At five feet, 11 inches, and 190 pounds, O'Shaughnessy enrolled at the University of Michigan in 1950 and played on the freshman football team that fall. As a sophomore and junior, O'Shaughnessy started all but five of 18 games, having been injured, at the center position for the 1951 and 1952 Michigan Wolverines football teams, playing 267 and 251 minutes respectively. At the end of the 1952 season, he was selected by the United Press as the center on the All-Big Ten football team.

In December 1952, he was unanimously elected as the captain of the 1953 Michigan team. As captain, O'Shaughnessy led the team to a 6–3 record and rankings of No. 19 in the final Coaches Poll and No. 20 in the final AP Poll. At the end of the 1953 season, he was selected for the second consecutive year as the center on the Catholic All-American team.

O'Shaughnessy also competed on the Michigan Wolverines wrestling team. As a freshman, he won the Michigan AAU championship. He then won the Big Ten Conference championship in the heavyweight division as a sophomore in 1952 and again as a junior in 1953. However, a leg injury forced him to withdraw from competition halfway through his senior season in 1954. He compiled a 28–4–2 record as a collegiate wrestler.

==Coaching career and family==
In 1954, O'Shaughnessy joined the United States Air Force.
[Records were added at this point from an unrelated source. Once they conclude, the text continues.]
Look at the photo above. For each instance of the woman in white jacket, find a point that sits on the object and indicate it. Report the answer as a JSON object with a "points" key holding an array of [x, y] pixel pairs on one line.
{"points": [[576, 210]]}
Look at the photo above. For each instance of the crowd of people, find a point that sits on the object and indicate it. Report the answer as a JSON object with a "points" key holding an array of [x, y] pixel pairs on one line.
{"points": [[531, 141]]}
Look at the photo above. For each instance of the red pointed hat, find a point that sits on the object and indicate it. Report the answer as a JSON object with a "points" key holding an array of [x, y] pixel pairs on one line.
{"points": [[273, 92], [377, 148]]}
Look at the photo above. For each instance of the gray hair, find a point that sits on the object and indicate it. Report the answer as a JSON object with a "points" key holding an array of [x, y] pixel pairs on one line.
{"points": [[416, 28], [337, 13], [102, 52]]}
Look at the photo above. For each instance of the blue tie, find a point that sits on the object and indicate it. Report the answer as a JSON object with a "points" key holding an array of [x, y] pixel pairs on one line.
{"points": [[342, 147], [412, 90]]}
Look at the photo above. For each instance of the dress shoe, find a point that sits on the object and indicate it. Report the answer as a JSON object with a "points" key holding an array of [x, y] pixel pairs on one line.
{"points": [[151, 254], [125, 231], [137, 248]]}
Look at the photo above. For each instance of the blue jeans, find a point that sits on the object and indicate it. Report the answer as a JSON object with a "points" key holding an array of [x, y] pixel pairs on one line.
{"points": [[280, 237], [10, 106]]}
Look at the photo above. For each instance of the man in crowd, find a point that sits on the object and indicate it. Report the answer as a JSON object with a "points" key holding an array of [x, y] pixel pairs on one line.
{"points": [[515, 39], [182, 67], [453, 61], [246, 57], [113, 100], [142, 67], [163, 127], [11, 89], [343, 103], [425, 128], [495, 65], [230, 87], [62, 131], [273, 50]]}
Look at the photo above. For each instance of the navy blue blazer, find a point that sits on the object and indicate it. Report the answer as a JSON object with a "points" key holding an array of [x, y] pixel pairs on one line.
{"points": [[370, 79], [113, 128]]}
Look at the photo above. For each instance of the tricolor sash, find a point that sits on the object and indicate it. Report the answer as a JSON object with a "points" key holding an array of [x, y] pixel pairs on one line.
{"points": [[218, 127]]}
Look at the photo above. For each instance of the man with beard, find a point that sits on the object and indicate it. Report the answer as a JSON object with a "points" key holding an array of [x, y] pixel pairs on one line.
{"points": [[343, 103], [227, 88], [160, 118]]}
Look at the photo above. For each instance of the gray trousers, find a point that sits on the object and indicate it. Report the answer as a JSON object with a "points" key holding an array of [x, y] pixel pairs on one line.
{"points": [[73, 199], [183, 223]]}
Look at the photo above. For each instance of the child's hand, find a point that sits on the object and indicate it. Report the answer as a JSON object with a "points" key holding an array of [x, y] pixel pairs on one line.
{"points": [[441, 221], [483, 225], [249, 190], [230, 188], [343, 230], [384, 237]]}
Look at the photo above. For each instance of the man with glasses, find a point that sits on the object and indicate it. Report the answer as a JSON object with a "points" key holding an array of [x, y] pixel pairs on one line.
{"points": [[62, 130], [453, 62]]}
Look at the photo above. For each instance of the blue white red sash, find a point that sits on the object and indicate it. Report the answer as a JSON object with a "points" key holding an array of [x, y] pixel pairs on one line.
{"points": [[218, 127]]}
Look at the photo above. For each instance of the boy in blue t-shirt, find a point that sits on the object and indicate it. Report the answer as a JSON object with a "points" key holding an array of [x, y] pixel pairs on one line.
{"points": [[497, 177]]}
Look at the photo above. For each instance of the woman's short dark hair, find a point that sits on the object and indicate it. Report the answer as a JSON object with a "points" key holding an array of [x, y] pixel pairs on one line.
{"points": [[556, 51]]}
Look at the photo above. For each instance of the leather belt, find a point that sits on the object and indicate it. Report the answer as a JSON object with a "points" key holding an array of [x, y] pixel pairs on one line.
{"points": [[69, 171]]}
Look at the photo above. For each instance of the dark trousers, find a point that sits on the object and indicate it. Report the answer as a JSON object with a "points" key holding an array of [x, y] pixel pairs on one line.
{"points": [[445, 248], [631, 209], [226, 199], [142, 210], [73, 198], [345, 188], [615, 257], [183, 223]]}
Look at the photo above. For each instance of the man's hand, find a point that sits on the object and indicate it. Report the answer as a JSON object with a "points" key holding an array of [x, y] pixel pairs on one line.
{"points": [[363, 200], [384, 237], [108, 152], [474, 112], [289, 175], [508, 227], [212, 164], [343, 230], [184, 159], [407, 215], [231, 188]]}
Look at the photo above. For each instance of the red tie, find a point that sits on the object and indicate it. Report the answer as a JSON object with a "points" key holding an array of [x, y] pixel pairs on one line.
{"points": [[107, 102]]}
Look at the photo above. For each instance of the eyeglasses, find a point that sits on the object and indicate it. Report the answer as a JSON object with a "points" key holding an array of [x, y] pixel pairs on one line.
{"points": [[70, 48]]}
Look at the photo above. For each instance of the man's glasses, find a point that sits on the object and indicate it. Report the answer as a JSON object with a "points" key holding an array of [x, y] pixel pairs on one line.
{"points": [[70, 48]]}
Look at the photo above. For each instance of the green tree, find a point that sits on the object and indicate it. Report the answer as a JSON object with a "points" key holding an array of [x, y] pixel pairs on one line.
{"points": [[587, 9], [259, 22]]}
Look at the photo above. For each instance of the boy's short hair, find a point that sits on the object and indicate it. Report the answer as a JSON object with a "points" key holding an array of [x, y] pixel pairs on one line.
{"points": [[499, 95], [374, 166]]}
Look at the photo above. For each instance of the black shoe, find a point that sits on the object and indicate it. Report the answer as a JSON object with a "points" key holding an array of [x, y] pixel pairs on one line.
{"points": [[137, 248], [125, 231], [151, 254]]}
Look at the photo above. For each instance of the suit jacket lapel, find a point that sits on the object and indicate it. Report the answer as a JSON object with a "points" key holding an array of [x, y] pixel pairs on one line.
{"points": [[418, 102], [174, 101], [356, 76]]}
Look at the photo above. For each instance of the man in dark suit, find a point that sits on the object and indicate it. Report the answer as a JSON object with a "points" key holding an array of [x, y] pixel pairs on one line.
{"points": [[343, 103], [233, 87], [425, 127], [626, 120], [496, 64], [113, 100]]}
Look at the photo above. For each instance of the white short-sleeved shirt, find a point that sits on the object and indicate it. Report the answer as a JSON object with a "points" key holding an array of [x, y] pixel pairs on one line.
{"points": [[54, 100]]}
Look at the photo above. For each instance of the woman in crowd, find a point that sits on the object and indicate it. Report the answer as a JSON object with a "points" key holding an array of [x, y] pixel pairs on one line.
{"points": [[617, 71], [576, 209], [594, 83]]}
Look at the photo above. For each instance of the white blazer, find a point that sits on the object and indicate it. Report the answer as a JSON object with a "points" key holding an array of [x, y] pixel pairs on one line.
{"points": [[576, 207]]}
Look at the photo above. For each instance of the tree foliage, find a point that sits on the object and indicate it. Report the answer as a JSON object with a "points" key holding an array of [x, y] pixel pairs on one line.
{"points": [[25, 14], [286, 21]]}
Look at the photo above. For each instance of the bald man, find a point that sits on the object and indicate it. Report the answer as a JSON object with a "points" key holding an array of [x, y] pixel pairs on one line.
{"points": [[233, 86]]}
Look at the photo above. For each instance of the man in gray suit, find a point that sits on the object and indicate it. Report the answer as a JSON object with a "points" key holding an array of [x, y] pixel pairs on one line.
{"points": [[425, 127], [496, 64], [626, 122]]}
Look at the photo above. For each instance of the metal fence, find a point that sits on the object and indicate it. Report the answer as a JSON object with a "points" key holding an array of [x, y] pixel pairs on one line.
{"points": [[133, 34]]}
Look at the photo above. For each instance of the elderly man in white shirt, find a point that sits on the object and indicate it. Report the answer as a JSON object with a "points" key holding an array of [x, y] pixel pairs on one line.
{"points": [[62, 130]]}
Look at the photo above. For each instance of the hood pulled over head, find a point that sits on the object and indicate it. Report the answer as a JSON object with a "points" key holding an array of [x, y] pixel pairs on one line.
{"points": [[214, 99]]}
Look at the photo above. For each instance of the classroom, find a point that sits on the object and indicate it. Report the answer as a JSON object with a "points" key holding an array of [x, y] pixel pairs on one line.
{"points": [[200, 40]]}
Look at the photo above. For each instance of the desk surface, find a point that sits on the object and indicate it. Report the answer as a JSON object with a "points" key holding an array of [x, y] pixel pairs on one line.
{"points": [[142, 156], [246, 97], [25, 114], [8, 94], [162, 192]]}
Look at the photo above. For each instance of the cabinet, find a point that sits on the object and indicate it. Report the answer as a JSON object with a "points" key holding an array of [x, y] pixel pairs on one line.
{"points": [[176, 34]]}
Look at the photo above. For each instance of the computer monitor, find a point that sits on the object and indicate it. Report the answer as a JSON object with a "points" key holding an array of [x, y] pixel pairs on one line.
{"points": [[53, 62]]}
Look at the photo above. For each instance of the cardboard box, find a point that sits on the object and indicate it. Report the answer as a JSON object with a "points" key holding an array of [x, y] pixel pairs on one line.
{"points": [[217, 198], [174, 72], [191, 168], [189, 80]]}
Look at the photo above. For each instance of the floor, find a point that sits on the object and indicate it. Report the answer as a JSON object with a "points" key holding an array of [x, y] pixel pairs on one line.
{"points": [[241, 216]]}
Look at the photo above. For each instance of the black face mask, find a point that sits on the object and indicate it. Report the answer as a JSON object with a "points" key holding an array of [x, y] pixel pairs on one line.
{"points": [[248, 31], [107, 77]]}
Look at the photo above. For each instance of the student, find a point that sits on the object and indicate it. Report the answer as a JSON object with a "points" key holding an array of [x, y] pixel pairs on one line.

After being discharged from the Air Force in 1959, O'Shaughnessy began a career as a teacher and football coach at The Hill School. He began as the line coach in 1959 and became head coach in 1964. He remained the head football coach at The Hill School for 20 years through the 1983 season. He also taught science and served as the school's assistant director of athletics and physical education. He spent a total of 36 years teaching and coaching at The Hill School, and he was later inducted into The Hill School Hall of Fame Founders Hall.

O'Shaughnessy and his wife, Winifred, had seven children, born between 1955 and 1965: Timothy, Susan, Patrick, Ellen, Andrew, Mary and Ann.